Last week I went to a three day workshop called Colour Families and Mark Making led by Leslie Morgan from Committed to Cloth.  She rarely teaches outside of her own studio so we were extremely fortunate that she agreed to teach at Littleheath Barn Studio.

A colour family is where you take two colours of procion dyes and mix them them together using a matrix.  Can you guess what colour I used?

Actually it was't turquoise on the first day!  I used Golden Yellow and Scarlet in equal parts to make an Orange (top left) and mixed this with black (bottom right).  Each colour that you mix is scraped on to soda-soaked cotton to keep a record of the colours.

This is the fabric washed out, ironed, cut up and stuck into my sketchbook.
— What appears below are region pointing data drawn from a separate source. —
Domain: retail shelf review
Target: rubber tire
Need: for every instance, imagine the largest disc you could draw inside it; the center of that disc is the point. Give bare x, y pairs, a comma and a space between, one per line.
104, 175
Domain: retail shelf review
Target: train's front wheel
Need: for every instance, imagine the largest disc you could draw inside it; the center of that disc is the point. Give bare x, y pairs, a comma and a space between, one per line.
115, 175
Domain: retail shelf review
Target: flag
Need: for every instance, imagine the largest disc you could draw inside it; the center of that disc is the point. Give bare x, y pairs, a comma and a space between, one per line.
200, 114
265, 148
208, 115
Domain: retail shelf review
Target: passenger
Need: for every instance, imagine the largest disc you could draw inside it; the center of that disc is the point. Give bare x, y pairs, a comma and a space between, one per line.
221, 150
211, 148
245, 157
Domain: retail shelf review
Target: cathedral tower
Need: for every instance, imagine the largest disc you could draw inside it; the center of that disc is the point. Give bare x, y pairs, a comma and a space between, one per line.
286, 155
During the first two days I concentrated on the Golden Yellow/Scarlet mix to black, then turquoise and then a turquoise/black mix.   The first one is a paler version of the family above.  To achieve this I added 4 teaspoons of print paste to each pot of the colours.
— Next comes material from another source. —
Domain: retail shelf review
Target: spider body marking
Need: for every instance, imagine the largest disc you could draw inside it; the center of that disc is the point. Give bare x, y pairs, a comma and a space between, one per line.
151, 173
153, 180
A new family using Scarlet/Golden Yellow and Turquoise.

And lastly in this series, Golden Yellow/Scarlet with a mix of 2 parts Turquoise and 1 part Black.

I used the colours in the pots to scrape onto larger pieces of cotton fabric.  This was the first family I made.  The photo was taken after it was washed out and ironed.

This was done with the last family shown above.  This is what the colours looked like whilst the dye was wet.

This is the same fabric washed and ironed.

The next two photos show two pieces I also scraped dye onto and printed on.  I used larger pieces of fabric and cut each of them in two.  Half I washed and ironed and you can see below after two days of 'batching'*.  The other half of each piece has been left to batch for longer to see if it makes any difference to the colour if you leave it soak in longer.


I'll tell you about day 3 next time.

Thanks for joining me today.
Bernice

*Batching is a process where you leave dry dyed fabric rolled up in plastic for several days to allow the dye to sink into the fabric.